Worsening clashes along their border have seen Sudan accused of staging air raids in the South. The South’s troops this week withdrew from the disputed oil town of Heglig which they had seized from Sudan’s forces.
An AU Peace and Security Council meeting on Tuesday warned the Sudans they would take action if they did not halt clashes and start talks, and asked for the Security Council’s “endorsement” under Chapter VII of the UN charter.
Several members of the 15-nation UN council however are worried about sanctions threats, the diplomats said.
US ambassador Susan Rice told reporters discussions on the text were starting, but gave no details of the resolution.

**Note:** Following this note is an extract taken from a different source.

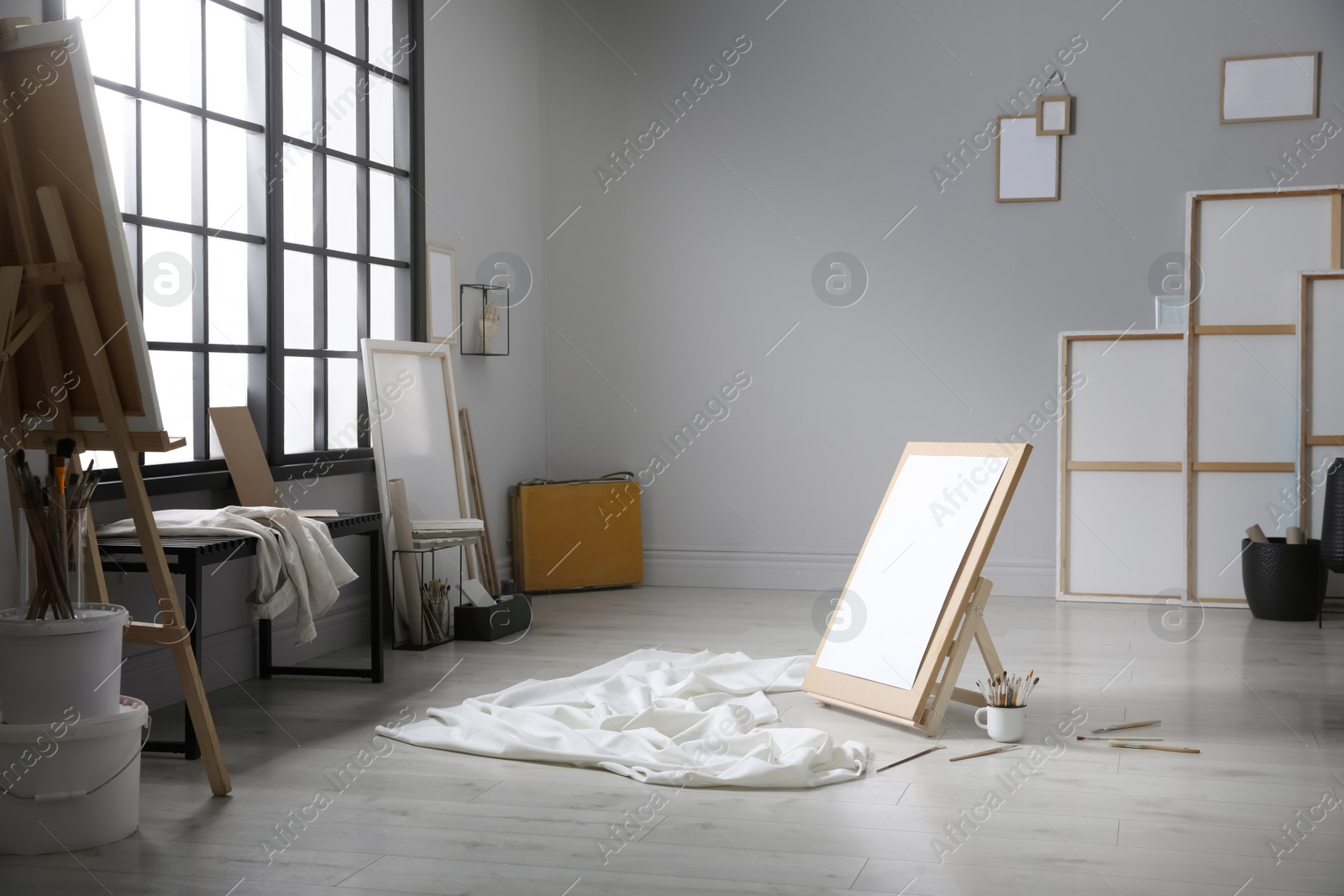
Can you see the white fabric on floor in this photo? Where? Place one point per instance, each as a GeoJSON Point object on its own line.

“The intention of the text was to provide swift and substantive support to the decisions of the African Union, in the form that the African Union requested,” Rice told reporters.
“But there were some members who either need more time to get guidance from their capitals or who are skeptical of the wisdom of going directly to a resolution.”
The US ambassador said it would require “at least a few days” of discussions.
“From the US point of view and I think from the point of view of many council members, this is extremely urgent, and the council ought to act with the speed that it’s capable of in urgent situations,” she said.
The UN talks went ahead as a US envoy voiced hope that Sudan and South Sudan would soon issue statements declaring an end to fighting and opening the way for talks.
Princeton Lyman, US special envoy for Sudan and South Sudan, said that the two governments would likely move forward after an Arab League meeting discusses the crisis.
South Sudan broke away from Sudan in July last year. Tensions have mounted ever since with the two sides unable to agree their border, the future of disputed territories and how to share out the oil revenues that underpin the economies of both countries.